Ride - This is Not a Safe Place - Albums - Reviews - Soundblab

Ride - This is Not a Safe Place

by Tim Sentz Rating:8 Release Date:2019-08-16
Ride - This is Not a Safe Place
Ride - This is Not a Safe Place

The expectations of a reunion album can be so high that there’s absolutely no way a band can deliver on them. Look at Tool, who at the end of this month will drop their long-awaited fifth album after 13 long years. Most reunion albums come about because the musicians are poor or directionless, and more often times than not, they flop or break-up immediately after. The long gestating shoegaze revival came and went, but the big three shoegaze giants all delivered reasonable reunion records. Ride’s first album in 21 years, the lovely titled Weather Diaries, was a grab bag of Ride hallmarks. It didn’t stray too far in either direction and summed up what the trends at the time were. Those trends are still around now, but songs like “All I Want” showed the band in a more playful mood, willing to take risks that weren’t possible back in the 90s. 

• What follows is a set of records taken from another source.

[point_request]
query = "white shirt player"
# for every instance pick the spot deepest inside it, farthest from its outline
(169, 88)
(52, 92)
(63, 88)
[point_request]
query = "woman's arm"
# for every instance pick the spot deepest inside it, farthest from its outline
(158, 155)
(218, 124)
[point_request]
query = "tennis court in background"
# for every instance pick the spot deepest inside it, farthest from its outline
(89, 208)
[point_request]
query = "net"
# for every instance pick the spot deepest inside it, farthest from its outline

This is Not a Safe Place is a miracle, given the fact that many reunion albums don’t see a follow-up with nearly as much heart. The first single, “Future Love” is one of the best post-reunion Ride songs to date. It’s everything their fans wanted. Breezy and shoegazey, with shimmering guitars and weightless vocals. At first listen, it was shocking that they’d bounce back after the lukewarm reception to Weather Diaries - an album that while good, had some glaring fumbles like the bizarre spoken word-esque bridge of  “Cali” mixed with sharp bangers like “Charm Assault.” “Repetition” veers post-punk a little, another trend from Ride’s heyday that fizzled out before being fully explored. It's jangly, fun, bubbly rock song that neither aids nor hurts the album. 

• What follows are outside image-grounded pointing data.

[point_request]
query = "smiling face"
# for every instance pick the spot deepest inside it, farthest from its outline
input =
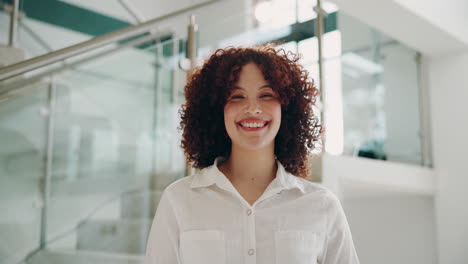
(252, 114)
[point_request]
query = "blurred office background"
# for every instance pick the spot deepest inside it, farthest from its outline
(88, 118)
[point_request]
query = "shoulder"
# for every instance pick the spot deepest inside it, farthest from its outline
(181, 185)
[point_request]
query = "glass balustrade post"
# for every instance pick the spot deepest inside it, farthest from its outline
(46, 182)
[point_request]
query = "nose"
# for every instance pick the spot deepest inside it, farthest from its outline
(253, 107)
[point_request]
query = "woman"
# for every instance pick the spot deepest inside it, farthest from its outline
(249, 126)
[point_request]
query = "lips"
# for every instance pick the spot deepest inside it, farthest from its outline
(252, 124)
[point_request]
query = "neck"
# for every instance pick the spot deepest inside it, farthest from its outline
(250, 167)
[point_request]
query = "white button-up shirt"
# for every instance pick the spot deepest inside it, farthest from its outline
(202, 219)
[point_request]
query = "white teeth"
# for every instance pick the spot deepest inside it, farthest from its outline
(253, 124)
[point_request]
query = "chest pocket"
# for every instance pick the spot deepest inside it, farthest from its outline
(296, 247)
(202, 247)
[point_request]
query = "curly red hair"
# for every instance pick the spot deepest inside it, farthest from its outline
(204, 135)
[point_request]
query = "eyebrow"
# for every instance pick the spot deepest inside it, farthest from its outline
(259, 88)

But just like Weather Diaries there are some baffling choices made on This is Not a Safe Place. Case in point, the first track “R.I.D.E.” which features one of the album’s most tragic moments when, of all things, to include a silly dub of “Ride” to an otherwise solid instrumental. This inclusion is befuddling. An unnecessary addition to a perfectly fine opening track. The head-scratching effects used on “Dial-Up,” because people are still using dial up, I guess. It’s dumb. Removing it would be fine, but the mixing choices on this album bring up questions as to how serious the process was taken. “Clouds of Saint Marie” sounds like a Ride cover band - one of the many that came about from the late 2000s boom in nostalgia that prefer woozy reverb over substance. 

Don’t get me wrong, This is Not a Safe Place is a good record, and I think the live representation of these songs will likely surpass how they are on record. But the mixing leaves a lot to be desired - things that were added after the recording was finished that just seem to add fluff where fluff wasn’t needed. Removing those elements would make This is Not a Safe Place that much better. On the plus side, there’s more good than bad on the album. “Eternal Recurrence” is classic Ride - dreamy, quietly noisy, and the pristine production makes it effervescent. Furthermore, “End Game” largely strong-arms most of Weather Diaries, even managing to squeeze this many lush soundscapes into less than four minutes. Its climax is standing ovation worthy as it spirals into this cliff of turmoil. It’s Ride at their most exhilarating on the album. If anything, This is Not a Safe Place is what probably should have come first, instead of Weather Diaries

The band is in prime form here. The lyrics, while never the strongest point of Ride, still feel perfectly paired with the songs, and don’t come off as cheesy as some did on Weather Diaries. Pound-for-pound This is Not a Safe Place is the superior record. Weather Diaries may have more appeal due to its catchy singles, but the follow-up matches the adrenaline felt in that album's highest points and mostly avoids the overall sap associated with its predecessor. Even as the album closes with “In This Room,” it all feels more complete than Weather Diaries on multiple levels. The experimentation and risks may be gone, but they aren’t really missed either. Goofy cover art aside, Ride have made a better reunion album, and it finds them more at home with what they are good at. And while there are some very questionable moves made on the album, it’s no doubt the third best Ride album.